What metric is used to represent LD?
- LD is often expressed as D.
- If D=0 there is no association between alleles and the distribution of alleles in the population is as expected and dependent on the allelic frequency.
- If D does not equal zero there is an association between alleles.
- D is usually calculated so that alleles in complete LD will have D=1.
How is D calculated?
- D = (PAB)-(PAxPB)
- D is the difference between;
- PAB, the frequency of gametes carrying the pair of alleles A and B at two loci PAB and
- The product of the frequencies PA and PB
- This current definition refers to AB being a haplotype with PAB being the haplotype frequency (calculated by phasing genotypes in a population via trio analysis).
What are the limitation of using LD to identify disease alleles?
- Calculating LD relies on the allele frequences of markers being out of kilter with the disease allele
- When the allele frequency approaches 1 or 0 it is statistically very difficult to find LD with a marker.
- Hence, a_ssociation studies will often not be able to detect rare disease causing variants,_ even if the effect on the phenotype is large.
What type of association study can be used to assess complex disorders?
- When several genes make small contributions to disease etiology linkage within families is no longer useful.
- Genome-wide association studies (GWAS) utilise technology that allows the assessment of markers accross the entire genome e.g. SNP array
- This method is a “hypothesis free” approach that enables the identification of all locations in the genome that are associated with disease (provided sufficient power).
Why are GWAS referred to as hypothesis free?
Prior to the study you don’t have to know anything about;
- Genetics: MOI, penetrance etc
- Pedigree information
- Approx. genomic location as markers are genome wise.
What are the main stages of performing a GWAS?
- Two groups of participants are recruited to study: people with the disease (cases) and similar people without (controls).

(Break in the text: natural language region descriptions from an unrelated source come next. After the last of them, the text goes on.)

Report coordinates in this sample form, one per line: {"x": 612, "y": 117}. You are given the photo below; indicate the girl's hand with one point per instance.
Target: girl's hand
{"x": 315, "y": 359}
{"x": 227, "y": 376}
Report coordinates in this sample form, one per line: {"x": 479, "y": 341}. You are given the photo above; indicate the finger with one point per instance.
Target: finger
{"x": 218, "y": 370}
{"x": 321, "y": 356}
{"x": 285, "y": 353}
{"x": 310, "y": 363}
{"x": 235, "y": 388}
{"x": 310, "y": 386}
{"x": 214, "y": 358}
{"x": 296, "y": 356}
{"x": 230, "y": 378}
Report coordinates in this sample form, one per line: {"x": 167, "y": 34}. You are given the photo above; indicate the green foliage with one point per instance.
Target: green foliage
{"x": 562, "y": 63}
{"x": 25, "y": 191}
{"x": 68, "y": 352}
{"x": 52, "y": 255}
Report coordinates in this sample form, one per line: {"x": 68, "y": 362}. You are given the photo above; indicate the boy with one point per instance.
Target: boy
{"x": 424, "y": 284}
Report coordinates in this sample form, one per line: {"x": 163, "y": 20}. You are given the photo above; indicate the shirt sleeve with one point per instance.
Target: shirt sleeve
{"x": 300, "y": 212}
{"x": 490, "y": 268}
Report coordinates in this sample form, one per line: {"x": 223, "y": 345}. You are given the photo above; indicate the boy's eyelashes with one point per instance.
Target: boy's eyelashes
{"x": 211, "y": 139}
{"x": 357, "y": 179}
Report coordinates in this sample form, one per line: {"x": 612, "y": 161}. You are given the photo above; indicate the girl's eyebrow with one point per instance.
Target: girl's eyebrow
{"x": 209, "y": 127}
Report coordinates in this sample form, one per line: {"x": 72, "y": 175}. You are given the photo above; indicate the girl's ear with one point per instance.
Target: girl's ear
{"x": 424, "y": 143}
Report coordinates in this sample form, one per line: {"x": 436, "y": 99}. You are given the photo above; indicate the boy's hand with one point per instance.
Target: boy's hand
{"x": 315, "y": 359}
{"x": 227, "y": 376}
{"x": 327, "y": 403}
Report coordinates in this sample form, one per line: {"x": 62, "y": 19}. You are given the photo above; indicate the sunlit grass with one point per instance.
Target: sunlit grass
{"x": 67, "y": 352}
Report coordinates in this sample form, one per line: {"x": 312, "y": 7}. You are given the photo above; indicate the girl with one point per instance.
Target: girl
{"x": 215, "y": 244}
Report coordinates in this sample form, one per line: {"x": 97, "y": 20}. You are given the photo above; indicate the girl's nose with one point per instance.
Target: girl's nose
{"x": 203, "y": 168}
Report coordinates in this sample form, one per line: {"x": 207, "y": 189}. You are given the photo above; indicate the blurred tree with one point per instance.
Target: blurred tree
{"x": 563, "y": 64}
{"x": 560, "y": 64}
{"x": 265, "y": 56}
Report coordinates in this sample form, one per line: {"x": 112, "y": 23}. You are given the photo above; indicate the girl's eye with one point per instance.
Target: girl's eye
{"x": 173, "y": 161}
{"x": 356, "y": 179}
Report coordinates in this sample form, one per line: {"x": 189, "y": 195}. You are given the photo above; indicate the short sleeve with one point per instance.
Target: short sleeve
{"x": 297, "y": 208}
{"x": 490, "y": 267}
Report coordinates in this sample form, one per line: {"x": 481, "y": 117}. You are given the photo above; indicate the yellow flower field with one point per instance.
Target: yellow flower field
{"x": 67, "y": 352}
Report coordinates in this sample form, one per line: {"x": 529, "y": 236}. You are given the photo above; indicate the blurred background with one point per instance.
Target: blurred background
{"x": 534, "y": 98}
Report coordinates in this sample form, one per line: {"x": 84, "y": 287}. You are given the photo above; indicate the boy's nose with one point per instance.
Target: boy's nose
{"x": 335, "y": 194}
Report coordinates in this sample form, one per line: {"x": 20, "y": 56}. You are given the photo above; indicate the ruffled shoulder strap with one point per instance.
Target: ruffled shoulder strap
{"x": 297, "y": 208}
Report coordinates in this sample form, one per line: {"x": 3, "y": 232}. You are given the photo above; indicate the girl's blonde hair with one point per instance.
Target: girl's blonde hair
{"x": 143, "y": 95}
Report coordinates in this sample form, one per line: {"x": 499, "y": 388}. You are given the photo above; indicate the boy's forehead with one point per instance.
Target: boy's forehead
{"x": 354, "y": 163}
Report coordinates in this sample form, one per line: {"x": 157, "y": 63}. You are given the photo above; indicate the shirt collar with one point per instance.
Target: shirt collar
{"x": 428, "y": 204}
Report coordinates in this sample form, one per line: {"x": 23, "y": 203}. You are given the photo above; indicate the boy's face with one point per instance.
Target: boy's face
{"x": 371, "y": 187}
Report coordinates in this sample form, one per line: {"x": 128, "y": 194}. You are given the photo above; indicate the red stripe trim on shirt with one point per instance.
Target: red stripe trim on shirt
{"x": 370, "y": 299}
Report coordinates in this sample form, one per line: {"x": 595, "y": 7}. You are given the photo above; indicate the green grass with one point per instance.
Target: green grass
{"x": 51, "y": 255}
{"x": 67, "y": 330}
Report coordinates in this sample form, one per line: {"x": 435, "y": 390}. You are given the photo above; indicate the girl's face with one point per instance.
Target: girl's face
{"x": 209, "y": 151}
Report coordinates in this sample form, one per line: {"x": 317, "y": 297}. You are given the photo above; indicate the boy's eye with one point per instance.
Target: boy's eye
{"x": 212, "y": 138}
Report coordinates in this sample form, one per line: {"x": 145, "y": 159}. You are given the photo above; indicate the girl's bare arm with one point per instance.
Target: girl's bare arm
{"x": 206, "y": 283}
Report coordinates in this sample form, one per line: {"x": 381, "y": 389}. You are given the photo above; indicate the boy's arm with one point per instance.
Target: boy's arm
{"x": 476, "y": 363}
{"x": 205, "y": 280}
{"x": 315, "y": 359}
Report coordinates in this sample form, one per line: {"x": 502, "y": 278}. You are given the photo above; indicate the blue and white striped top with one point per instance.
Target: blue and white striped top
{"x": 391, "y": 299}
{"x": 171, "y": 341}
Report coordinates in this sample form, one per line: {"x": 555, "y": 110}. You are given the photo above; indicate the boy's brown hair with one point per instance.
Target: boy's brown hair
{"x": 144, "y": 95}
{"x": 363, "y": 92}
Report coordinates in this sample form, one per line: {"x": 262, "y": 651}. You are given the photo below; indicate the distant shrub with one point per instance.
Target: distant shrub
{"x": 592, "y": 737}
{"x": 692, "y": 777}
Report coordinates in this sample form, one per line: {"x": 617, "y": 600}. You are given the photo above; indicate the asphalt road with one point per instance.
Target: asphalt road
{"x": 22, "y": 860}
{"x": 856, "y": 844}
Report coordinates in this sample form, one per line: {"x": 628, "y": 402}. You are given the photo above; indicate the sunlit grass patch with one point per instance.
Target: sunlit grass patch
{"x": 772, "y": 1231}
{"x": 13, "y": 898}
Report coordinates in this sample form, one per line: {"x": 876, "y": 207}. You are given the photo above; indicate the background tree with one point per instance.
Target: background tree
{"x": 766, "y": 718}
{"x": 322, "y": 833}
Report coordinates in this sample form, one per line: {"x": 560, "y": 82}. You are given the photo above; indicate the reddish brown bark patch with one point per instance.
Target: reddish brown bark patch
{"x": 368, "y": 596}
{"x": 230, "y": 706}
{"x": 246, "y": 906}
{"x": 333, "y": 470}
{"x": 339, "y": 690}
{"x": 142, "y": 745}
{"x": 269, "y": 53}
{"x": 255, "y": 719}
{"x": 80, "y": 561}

- Each participant is genotyped on genome-wide SNP-array
- If a variant is more frequent in people with the disease, the SNP is said to be “associated” with the disease.
- The associated SNPs are then considered to mark a region of the human genome which influences the risk of disease.
Why are GWAS referred to as phenotype-first studies?
The the participants are classified first by their clinical manifestation(s), as opposed to genotype-first approach.
Why are GWAS referred to as non-candidate-driven studies?
GWA studies investigate the entire genome as oppose to methods which specifically test one or a few genetic regions
When a SNP marker is found to be significantly associated with disease in a GWAS, what four explanations exist for the apparant association?
- The genetic variant measured in the study is indeed important in disease causation
- An association has been found by chance and there is no link at the level of disease causation
- Confounding bias due to population stratification caused by cases and controls being selected from genetically different subsets of a population
- The genetic variant measured in the study is not the true disease-causing variant but is instead in LD with the disease allele.
Role of HapMap project in enabling GWAS?
- The International HapMap Project was an organization that aimed to develop a haplotype map (HapMap) of the human genome (2005/07/09)
- Goal was to identify millions of new SNP loci accross the genome by performing ‘resequencing’ of dozens of trios from populations accross the globe
- This provided knowledge for array manufacturers to build affordable platforms to genotype these SNPs in GWASs
- Provided high resolution information on the common haplotypes in Humans.